Published on : Wednesday, January 4, 2017
The advertisement watchdog, Advertising Standards Authority (ASA) recently banned TV advertisements of Ryanair and LastMinute.com for misleading their customers to buy flight tickets and holiday packages, by making false promises. Two separate advertisements of the two companies forced several people to lodge separate complaints against both of them.
The Ryanair TV advert in question was seen in October 2016, where the ad breached three of the broadcasting rules. The text on the screen was the most controversial one, where the text ‘Summer 2017 on sale now’ could be seen immediately after ‘Fly from £19.99’, even though the airline did not mention that the offer was not applicable for the summer flights.
The CEO of the airline, Michael O’Leary informed that the text ‘Summer 2017’ appeared at the end of the ad, separately. He also informed that they also added a disclaimer on-screen, stating that the offer is applicable for the flights before April 2017.
According to ASA, the text of the advert was ‘ambiguous’ and the customers could easily think that the summer flights were available in exchange of fares starting from £19.99.

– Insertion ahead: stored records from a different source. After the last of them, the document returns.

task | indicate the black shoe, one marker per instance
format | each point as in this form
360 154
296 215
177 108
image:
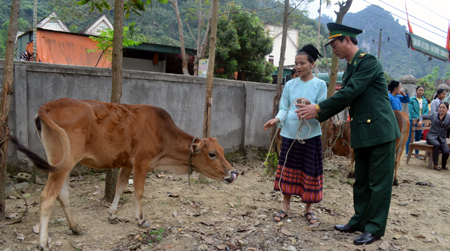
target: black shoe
366 238
344 228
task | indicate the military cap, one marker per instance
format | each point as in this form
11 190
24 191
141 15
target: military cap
339 30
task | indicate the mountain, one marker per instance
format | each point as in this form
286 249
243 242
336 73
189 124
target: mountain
394 54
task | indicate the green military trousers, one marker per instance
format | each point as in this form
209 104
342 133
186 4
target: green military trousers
374 174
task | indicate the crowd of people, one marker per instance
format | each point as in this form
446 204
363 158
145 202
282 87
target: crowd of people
303 105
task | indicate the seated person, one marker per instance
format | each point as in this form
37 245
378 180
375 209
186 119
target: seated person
436 136
397 96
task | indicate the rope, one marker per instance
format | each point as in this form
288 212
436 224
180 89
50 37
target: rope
189 161
329 151
300 126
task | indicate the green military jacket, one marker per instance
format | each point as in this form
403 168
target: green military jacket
364 91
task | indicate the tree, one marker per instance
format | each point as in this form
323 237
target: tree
22 25
429 82
5 100
117 62
242 43
106 37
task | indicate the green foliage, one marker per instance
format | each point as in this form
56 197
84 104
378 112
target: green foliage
388 77
105 40
22 25
242 43
429 83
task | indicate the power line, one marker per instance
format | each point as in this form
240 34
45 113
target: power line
407 20
413 16
431 10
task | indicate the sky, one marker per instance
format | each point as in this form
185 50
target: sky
428 18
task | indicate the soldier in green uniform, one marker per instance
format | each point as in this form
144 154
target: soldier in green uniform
374 130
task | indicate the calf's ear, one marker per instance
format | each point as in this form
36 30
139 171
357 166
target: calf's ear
195 148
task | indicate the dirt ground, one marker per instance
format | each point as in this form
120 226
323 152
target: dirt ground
217 216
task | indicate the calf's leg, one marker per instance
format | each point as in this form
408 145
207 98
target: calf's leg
51 191
122 183
140 172
63 199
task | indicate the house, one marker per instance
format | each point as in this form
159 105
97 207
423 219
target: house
57 45
275 32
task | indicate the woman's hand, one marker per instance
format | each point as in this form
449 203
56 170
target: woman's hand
271 123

ASA informed that while they noted that the £19.99 offer was qualified by small text stating the start and end dates for the promotion, they considered that, given the conjunction of the offer with the claim ‘Summer 2017 on sale now’, the qualification was not sufficiently prominent to correct the overall impression that summer 2017 flights were included in the sale.

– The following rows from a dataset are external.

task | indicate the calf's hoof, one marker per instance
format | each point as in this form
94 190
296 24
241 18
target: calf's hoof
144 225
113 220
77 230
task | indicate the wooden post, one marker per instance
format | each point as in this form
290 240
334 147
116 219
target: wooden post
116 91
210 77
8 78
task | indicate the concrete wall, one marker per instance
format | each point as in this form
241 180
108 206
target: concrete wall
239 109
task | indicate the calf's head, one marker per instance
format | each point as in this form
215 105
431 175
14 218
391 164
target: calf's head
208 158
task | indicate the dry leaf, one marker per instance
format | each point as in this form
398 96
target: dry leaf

Similarly, the advertisement of LastMinute.com, which got published on their website in September, 2016, promised ‘£569 Price per person Flight + hotel’ to their customers.

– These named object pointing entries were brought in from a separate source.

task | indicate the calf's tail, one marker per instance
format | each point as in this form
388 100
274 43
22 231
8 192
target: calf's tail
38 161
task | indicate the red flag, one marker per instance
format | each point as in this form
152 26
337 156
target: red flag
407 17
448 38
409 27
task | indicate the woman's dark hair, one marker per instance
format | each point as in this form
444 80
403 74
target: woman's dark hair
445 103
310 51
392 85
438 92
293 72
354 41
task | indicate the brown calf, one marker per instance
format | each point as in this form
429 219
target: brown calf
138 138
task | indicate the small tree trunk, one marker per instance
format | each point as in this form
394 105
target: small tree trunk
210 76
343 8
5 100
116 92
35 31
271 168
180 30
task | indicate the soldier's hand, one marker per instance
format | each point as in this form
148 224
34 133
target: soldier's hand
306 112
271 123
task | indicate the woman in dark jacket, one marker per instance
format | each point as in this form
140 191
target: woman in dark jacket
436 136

After a traveller tried to book the package from the website and was asked to pay additional £70.77 as the advertised price was unavailable, she decided to lodge a complaint to ASA.
ASA informed that approximately an hour after making a booking request for the package at the quoted price, the complainant was informed that the price had increased and they would need to pay an additional sum of £70.77 in order to maintain the booking.